Turning Up the Heat: Min-p Sampling for Creative and Coherent LLM Outputs (2407.01082v2)

Abstract: LLMs generate text by sampling the next token from a probability distribution over the vocabulary at each decoding step. However, popular sampling methods like top-p (nucleus sampling) often struggle to balance quality and diversity, especially at higher temperatures, leading to incoherent or repetitive outputs. To address this challenge, we propose min-p sampling, a dynamic truncation method that adjusts the sampling threshold based on the model's confidence by scaling according to the top token's probability. We conduct extensive experiments on benchmarks including GPQA, GSM8K, and AlpacaEval Creative Writing, demonstrating that min-p sampling improves both the quality and diversity of generated text, particularly at high temperatures. Moreover, human evaluations reveal a clear preference for min-p sampling in terms of both text quality and diversity. Min-p sampling has been adopted by multiple open-source LLM implementations, highlighting its practical utility and potential impact.

Min P Sampling: Balancing Creativity and Coherence at High Temperature

The paper "Min P Sampling: Balancing Creativity and Coherence at High Temperature" presents a novel approach to addressing the inherent trade-off between creativity and coherence in LLM text generation. Traditional sampling methods, such as top-$p$ sampling, often struggle to find a balance, particularly when utilizing higher temperatures. This research introduces min-$p$ sampling, a dynamic truncation method designed to enhance text coherence and creativity.

Key Contributions

Min-$p$ Sampling Method: The core innovation of this paper is min-$p$ sampling, which dynamically adjusts a minimum probability threshold for token selection based on the probability of the top candidate token. This approach aims to preserve coherence while enhancing creativity at higher temperatures by truncating the long tail of less probable tokens.

Comparative Analysis: The research provides a comprehensive comparison between min-$p$ sampling and existing sampling techniques like top-$p$. Experiments conducted across benchmarks, such as GPQA (Google-Proof QA) for reasoning, GSM8K for grade-school mathematics, and creative writing tests like AlpacaEval, demonstrate min-$p$'s superiority in producing coherent and diverse text at elevated temperatures.

Results and Implications: Min-$p$ sampling maintains or improves performance compared to top-$p$ sampling, particularly when tasked with reasoning and multi-step challenges.
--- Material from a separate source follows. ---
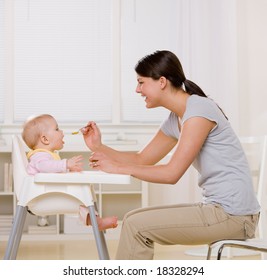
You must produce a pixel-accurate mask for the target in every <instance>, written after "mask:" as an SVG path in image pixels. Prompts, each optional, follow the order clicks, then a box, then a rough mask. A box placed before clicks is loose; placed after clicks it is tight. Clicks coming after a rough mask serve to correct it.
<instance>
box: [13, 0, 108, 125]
mask: <svg viewBox="0 0 267 280" xmlns="http://www.w3.org/2000/svg"><path fill="white" fill-rule="evenodd" d="M14 3H15V39H14V40H15V85H14V88H15V89H14V91H15V93H14V121H15V122H21V121H24V120H25V119H26V118H27V117H28V116H29V115H33V114H34V115H35V114H41V113H49V114H52V115H54V116H55V117H56V118H57V120H58V121H59V122H65V123H66V122H68V123H72V122H81V121H82V122H85V121H88V120H96V121H105V122H110V121H111V118H112V80H113V77H112V1H110V0H90V1H88V0H34V1H30V0H15V2H14Z"/></svg>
Results show min-$p$'s effectiveness in reducing accuracy trade-offs associated with high-temperature settings, thus allowing LLMs to generate diverse yet coherent outputs.

Experimental Insights

1. Reasoning Tasks: On GPQA and GSM8K benchmarks, min-$p$ sampling showed reduced degradation in performance compared to top-$p$, confirming its robustness in handling factual and logical tasks, even at elevated temperature levels.
2. Creative Writing: Evaluations on creative writing tasks reveal that min-$p$ sampling enhances creativity without compromising coherence, reinforcing its utility in generating high-quality text in open-ended scenarios.
3. Adoption and Validation: The paper highlights the practical utility of min-$p$ sampling, evidenced by its rapid adoption within the open-source LLM community.

Theoretical and Practical Implications

From a theoretical perspective, min-$p$ sampling offers insights into balancing stochastic processes in text generation. Practically, its application can span diverse domains requiring different creativity-coherence balances, such as storytelling, automated content creation, and conversational AI.

Future Directions

The paper acknowledges limitations related to the scope of model architectures and evaluation datasets. Future work could explore min-$p$ sampling's applicability across varied models and tasks, enhancing its robustness and generalizability. Theoretical explorations into the dynamics of min-$p$ could further refine sampling strategies for LLMs.

Conclusion

Min-$p$ sampling emerges as a significant advancement in the toolkit for LLMs, particularly in scenarios demanding a nuanced balance between creativity and coherence. Its promise lies in effectively unlocking the potential of high-temperature settings, providing a user-friendly and computationally efficient alternative to existing sampling methods.